Saturday, February 3, 2024

Setting the record straight

This actually surprises me, but I'm good with it.
Special counsel Jack Smith used a routine legal filing Friday to offer a forceful public rebuttal against Donald Trump’s claims that his criminal prosecution for allegedly hoarding classified documents has been infected by politics and legal impropriety.

[...]

“It is necessary to set the record straight on the underlying facts that led to this prosecution,” the prosecutors argued. “The government will clear the air on those issues … because the defendants’ misstatements, if unanswered, leave a highly misleading impression.”
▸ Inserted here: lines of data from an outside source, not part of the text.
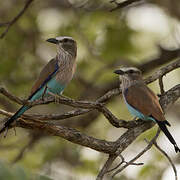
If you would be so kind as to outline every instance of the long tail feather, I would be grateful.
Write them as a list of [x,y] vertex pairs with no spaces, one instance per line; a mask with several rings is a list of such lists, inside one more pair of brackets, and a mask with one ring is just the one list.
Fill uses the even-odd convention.
[[10,119],[5,122],[4,127],[0,130],[0,134],[5,131],[17,118],[19,118],[25,111],[27,111],[29,106],[22,106]]
[[169,139],[169,141],[174,145],[174,149],[177,152],[180,152],[179,147],[176,144],[176,141],[174,140],[174,138],[172,137],[172,135],[170,134],[170,132],[168,131],[166,125],[170,125],[168,121],[158,121],[156,120],[157,124],[159,125],[160,129],[164,132],[164,134],[167,136],[167,138]]

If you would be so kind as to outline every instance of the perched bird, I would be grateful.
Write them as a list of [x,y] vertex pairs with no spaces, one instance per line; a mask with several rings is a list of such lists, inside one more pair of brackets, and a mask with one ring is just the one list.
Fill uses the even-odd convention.
[[114,73],[120,75],[122,94],[129,112],[140,119],[156,122],[174,145],[175,151],[180,152],[166,127],[170,124],[164,117],[158,97],[143,82],[141,71],[135,67],[124,67],[114,71]]
[[[67,84],[71,81],[76,68],[77,45],[71,37],[56,37],[47,40],[57,45],[57,55],[49,61],[42,69],[38,79],[32,87],[31,94],[28,98],[30,102],[47,97],[49,92],[61,94]],[[31,106],[22,106],[0,130],[2,133],[9,125],[19,118]]]

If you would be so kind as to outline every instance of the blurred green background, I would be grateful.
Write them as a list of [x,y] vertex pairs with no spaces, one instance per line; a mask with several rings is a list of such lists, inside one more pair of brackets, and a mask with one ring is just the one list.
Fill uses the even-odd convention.
[[[119,1],[120,2],[120,1]],[[9,22],[26,1],[1,0],[0,23]],[[55,56],[56,48],[45,40],[57,36],[72,36],[78,44],[77,72],[64,95],[79,100],[96,100],[118,86],[113,71],[122,65],[143,67],[167,53],[176,53],[165,61],[144,66],[144,75],[157,70],[159,64],[173,61],[180,53],[180,2],[171,0],[146,1],[110,12],[115,7],[108,0],[34,0],[23,16],[0,39],[0,85],[14,95],[27,98],[42,67]],[[0,34],[6,27],[0,27]],[[168,54],[169,53],[169,54]],[[164,60],[164,62],[163,62]],[[180,70],[164,77],[165,90],[178,84]],[[150,87],[159,93],[158,83]],[[0,96],[0,108],[15,112],[19,105]],[[107,107],[121,119],[132,119],[121,97],[108,102]],[[180,144],[180,102],[166,112],[171,133]],[[72,108],[50,104],[36,106],[27,113],[63,114]],[[0,115],[1,119],[4,116]],[[116,140],[124,129],[116,129],[99,113],[56,122],[74,127],[100,139]],[[123,153],[128,161],[146,146],[144,138],[154,136],[157,127],[140,136]],[[107,155],[67,142],[59,137],[42,135],[16,128],[0,139],[0,179],[67,179],[93,180]],[[158,143],[168,152],[180,174],[179,155],[174,153],[164,135]],[[169,163],[155,148],[138,162],[143,166],[128,167],[117,176],[122,180],[169,180],[173,172]],[[118,163],[115,162],[115,163]],[[115,165],[115,164],[114,164]],[[129,173],[131,172],[131,173]],[[169,178],[170,177],[170,178]],[[107,177],[108,178],[108,177]]]

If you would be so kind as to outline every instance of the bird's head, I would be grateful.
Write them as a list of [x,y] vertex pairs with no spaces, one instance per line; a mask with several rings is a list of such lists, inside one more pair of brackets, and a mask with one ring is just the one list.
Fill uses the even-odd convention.
[[141,79],[141,71],[136,67],[122,67],[114,71],[115,74],[118,74],[120,78],[126,78],[130,80],[139,80]]
[[59,49],[63,49],[64,51],[71,54],[73,57],[76,57],[77,54],[77,44],[76,41],[69,36],[59,36],[56,38],[47,39],[48,42],[56,44]]

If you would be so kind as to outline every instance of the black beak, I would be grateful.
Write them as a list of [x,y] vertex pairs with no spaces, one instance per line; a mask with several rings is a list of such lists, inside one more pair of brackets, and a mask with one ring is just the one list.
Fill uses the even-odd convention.
[[119,75],[123,75],[123,74],[125,74],[125,72],[124,72],[124,71],[122,71],[122,70],[120,70],[120,69],[115,70],[115,71],[114,71],[114,73],[115,73],[115,74],[119,74]]
[[47,39],[46,41],[50,42],[50,43],[53,43],[53,44],[57,44],[58,43],[58,40],[55,39],[55,38],[50,38],[50,39]]

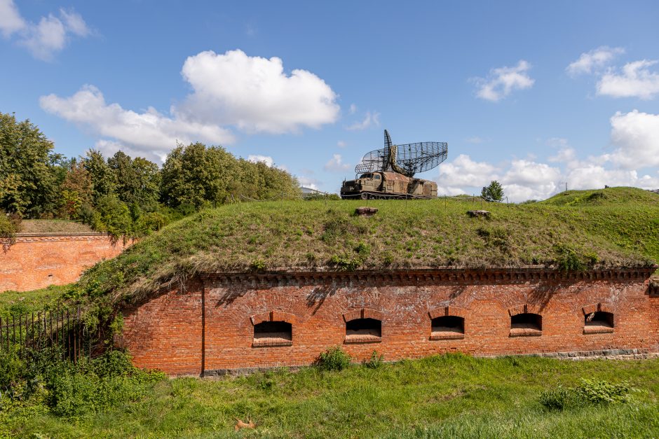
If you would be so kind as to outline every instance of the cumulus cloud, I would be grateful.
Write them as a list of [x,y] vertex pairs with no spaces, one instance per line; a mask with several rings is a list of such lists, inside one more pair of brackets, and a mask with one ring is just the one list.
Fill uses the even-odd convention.
[[147,158],[162,158],[177,141],[219,144],[233,139],[228,130],[217,125],[170,118],[153,107],[137,113],[118,104],[107,104],[103,94],[93,85],[85,85],[70,97],[42,96],[39,104],[46,111],[89,127]]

What followed was a lengthy recitation [68 pages] of the events that led prosecutors to suspect Trump had been squirreling reams of classified records at his Mar-a-Lago estate.

[...]

The approach taken in the legal brief is somewhat unusual for the Justice Department. Though the filing was submitted to U.S. District Judge Aileen Cannon, at times it sounded like an opening argument to a jury Trump could face in the future or the first chapter of a report meant to detail investigative findings to the public.

  Politico
It may well also be that.
It’s unclear whether the “misimpressions” prosecutors say they’re trying to correct are ones they fear Cannon could fall prey to, whether the target audience for the brief is a larger one, and how the Fort Pierce, Fla.-based Trump appointee will respond to the tactic.
I wouldn't think they'd do it for any judge, but Cannon isn't just any judge. They may be trying to pen her in if they think she's going to try to lay the blame on political pressure in any way.
The substance of the prosecution brief is aimed at countering the demands by Trump and his two co-defendants — Walt Nauta and Carlos DeOliveira — for access to a broad range of documents from across the government that the defense attorneys contend could be useful in defending their clients.

[...]

The filing included some new details about the origins of the probe. [...] Though Trump has long portrayed the Biden White House’s involvement in the process as a sign of sinister politics, Smith’s team described it as limited, necessary and well-known to Trump’s aides, who did not protest.

[...]

The brief is also peppered with factual claims that make Trump’s behavior sound more serious and egregious. When discussing the defense’s request for more information from the Secret Service, prosecutors assert that their interaction with the federal agency that guards the president and his family underscored Trump’s recklessness in keeping a large volume of classified information at his Florida home, which also serves as a social club and a site for political and social events with lengthy guest lists.
Also, in related news, the FBI inexplicably left a hidden room and a locked room uninvestigated. Well, the hidden room they may not have known about at the time they went in. But the locked room? No excuse.